The complexities of a full Conflict Minerals Program are beyond the scope of this Alert, but to get started, a company should:
1. Establish a company “Conflict Minerals Team” to lead the issue and to prepare a “Conflict Minerals Plan.”
2. Develop a company Conflict Minerals Policy to be posted on the company website.
3. Compile a list of products containing the 3TGs.
4. Prepare a list of customers to whom you are selling these products.
5. List the suppliers selling you these products.
6. Make initial contact with your suppliers to discuss the conflict minerals issue and to prepare for the “Reasonable Country of Origin Inquiry.”
The Reasonable Country of Origin Inquiry (RCOI) is key to the program. It is required by the CM Rule but is not clearly defined. The rule merely states that the RCOI must be performed in good faith and reasonably designed to determine if the conflict minerals originated in the DRC or other covered countries or are from scrap or recycled material. The minimum requirements for an adequate RCOI are being widely debated among those attempting to comply with the rule. It is generally agreed that it must go beyond merely asking first tier suppliers whether the minerals originated in the DRC and beyond accepting the suppliers’ answers at face value.
Depending on the results of the RCOI, further steps might be necessary. If the result is that none of the conflict minerals originated in the covered countries, then reporting companies will file a Form SD. If the conclusion is that some or all of the minerals did originate in the covered countries, a further due diligence step must be undertaken to determine if the originating mines in the covered countries are contributing to the conflict.
For more details on the RCOI and other aspects of the rule, please see the Kelley Drye & Warren Client Advisory “Securities and Exchange Commission (SEC) Approves Final “Conflict Minerals Rule,” August 29, 2012.

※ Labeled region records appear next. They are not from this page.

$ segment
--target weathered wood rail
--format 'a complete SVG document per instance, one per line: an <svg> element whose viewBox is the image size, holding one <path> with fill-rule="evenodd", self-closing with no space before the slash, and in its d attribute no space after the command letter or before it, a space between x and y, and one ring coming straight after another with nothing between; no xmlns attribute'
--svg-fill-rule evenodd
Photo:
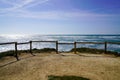
<svg viewBox="0 0 120 80"><path fill-rule="evenodd" d="M24 45L24 44L29 44L30 47L30 53L31 55L35 56L32 52L32 44L34 42L37 43L55 43L56 44L56 53L58 54L58 45L73 45L74 46L74 53L76 54L76 48L77 48L77 44L103 44L104 45L104 51L105 53L107 52L107 44L120 44L120 42L58 42L58 41L29 41L29 42L23 42L23 43L17 43L17 42L7 42L7 43L0 43L0 45L9 45L9 44L14 44L15 45L15 58L17 60L19 60L18 57L18 45Z"/></svg>

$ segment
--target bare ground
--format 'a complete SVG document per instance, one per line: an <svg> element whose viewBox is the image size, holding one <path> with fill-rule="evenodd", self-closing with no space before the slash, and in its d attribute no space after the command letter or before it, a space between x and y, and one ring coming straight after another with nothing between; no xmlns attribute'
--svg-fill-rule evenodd
<svg viewBox="0 0 120 80"><path fill-rule="evenodd" d="M105 54L29 54L20 61L0 60L0 80L47 80L49 75L73 75L90 80L119 80L120 58Z"/></svg>

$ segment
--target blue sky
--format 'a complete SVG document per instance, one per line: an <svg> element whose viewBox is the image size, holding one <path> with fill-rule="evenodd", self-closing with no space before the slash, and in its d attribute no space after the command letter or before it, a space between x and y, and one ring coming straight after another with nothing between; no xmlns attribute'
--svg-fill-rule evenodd
<svg viewBox="0 0 120 80"><path fill-rule="evenodd" d="M120 34L120 0L0 0L0 34Z"/></svg>

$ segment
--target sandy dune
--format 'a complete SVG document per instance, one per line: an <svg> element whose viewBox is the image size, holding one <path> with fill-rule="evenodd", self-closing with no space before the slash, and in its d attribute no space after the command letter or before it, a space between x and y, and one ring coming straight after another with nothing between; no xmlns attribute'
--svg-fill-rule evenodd
<svg viewBox="0 0 120 80"><path fill-rule="evenodd" d="M90 80L120 78L120 58L105 54L43 53L21 58L0 60L0 80L47 80L49 75L74 75Z"/></svg>

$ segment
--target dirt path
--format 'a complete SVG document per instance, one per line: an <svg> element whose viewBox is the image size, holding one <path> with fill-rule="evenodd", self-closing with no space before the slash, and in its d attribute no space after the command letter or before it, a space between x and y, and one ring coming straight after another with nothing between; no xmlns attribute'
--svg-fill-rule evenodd
<svg viewBox="0 0 120 80"><path fill-rule="evenodd" d="M119 80L119 74L120 58L95 54L36 54L0 67L0 80L47 80L49 75Z"/></svg>

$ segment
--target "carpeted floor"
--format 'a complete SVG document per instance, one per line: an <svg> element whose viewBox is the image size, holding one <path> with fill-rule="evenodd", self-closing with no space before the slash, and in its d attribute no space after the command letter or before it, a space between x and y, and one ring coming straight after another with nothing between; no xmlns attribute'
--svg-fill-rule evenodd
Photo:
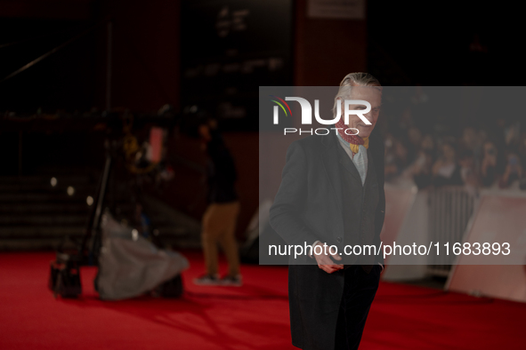
<svg viewBox="0 0 526 350"><path fill-rule="evenodd" d="M286 267L243 266L243 287L198 287L201 255L184 254L182 298L113 302L98 299L93 267L81 270L82 298L54 299L53 253L1 254L0 349L295 348ZM360 349L523 349L525 314L525 304L382 282Z"/></svg>

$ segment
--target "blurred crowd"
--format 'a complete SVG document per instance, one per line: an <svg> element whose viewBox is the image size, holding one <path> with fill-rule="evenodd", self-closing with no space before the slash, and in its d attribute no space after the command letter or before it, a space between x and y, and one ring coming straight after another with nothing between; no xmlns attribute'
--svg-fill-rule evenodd
<svg viewBox="0 0 526 350"><path fill-rule="evenodd" d="M412 179L419 189L450 185L526 190L526 131L521 131L518 118L441 128L440 118L416 118L414 111L427 99L415 94L401 117L389 118L384 132L387 182Z"/></svg>

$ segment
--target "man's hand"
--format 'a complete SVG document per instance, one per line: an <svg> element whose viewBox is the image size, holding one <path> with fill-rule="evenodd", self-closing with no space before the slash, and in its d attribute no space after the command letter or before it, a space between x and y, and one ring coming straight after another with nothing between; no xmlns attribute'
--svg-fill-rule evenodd
<svg viewBox="0 0 526 350"><path fill-rule="evenodd" d="M320 245L321 248L321 254L316 254L316 251L320 251L320 249L313 250L313 255L314 259L316 259L316 261L318 262L318 267L321 268L328 274L332 274L335 271L338 271L344 268L344 264L335 264L335 262L331 259L332 257L332 259L334 259L335 260L339 261L342 259L342 257L340 257L337 254L330 254L327 244L323 244L319 242L318 243L316 243L314 248L318 245Z"/></svg>

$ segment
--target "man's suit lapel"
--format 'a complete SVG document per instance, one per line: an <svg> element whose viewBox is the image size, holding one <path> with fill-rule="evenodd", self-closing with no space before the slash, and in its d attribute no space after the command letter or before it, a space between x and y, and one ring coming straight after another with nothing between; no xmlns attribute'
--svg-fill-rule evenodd
<svg viewBox="0 0 526 350"><path fill-rule="evenodd" d="M343 208L343 190L339 170L340 153L338 152L338 148L336 148L336 146L338 146L336 142L336 137L333 134L321 138L321 143L324 146L324 149L321 152L321 160L325 168L325 173L329 179L334 189L334 195L341 212Z"/></svg>

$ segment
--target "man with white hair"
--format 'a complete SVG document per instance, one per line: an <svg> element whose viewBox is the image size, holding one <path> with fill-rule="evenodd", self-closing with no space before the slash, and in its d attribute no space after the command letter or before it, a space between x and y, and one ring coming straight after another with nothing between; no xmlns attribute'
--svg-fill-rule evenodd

The SEC CM Rule has now undergone the first stage of judicial review and survived intact. With the first production year more than half finished, and the first reporting deadline only months away, it would not be wise for manufacturers to delay the implementation of Conflict Minerals Programs in the hope that an appeal to the U.S. Court of Appeals will delay the necessity of developing the appropriate procedures.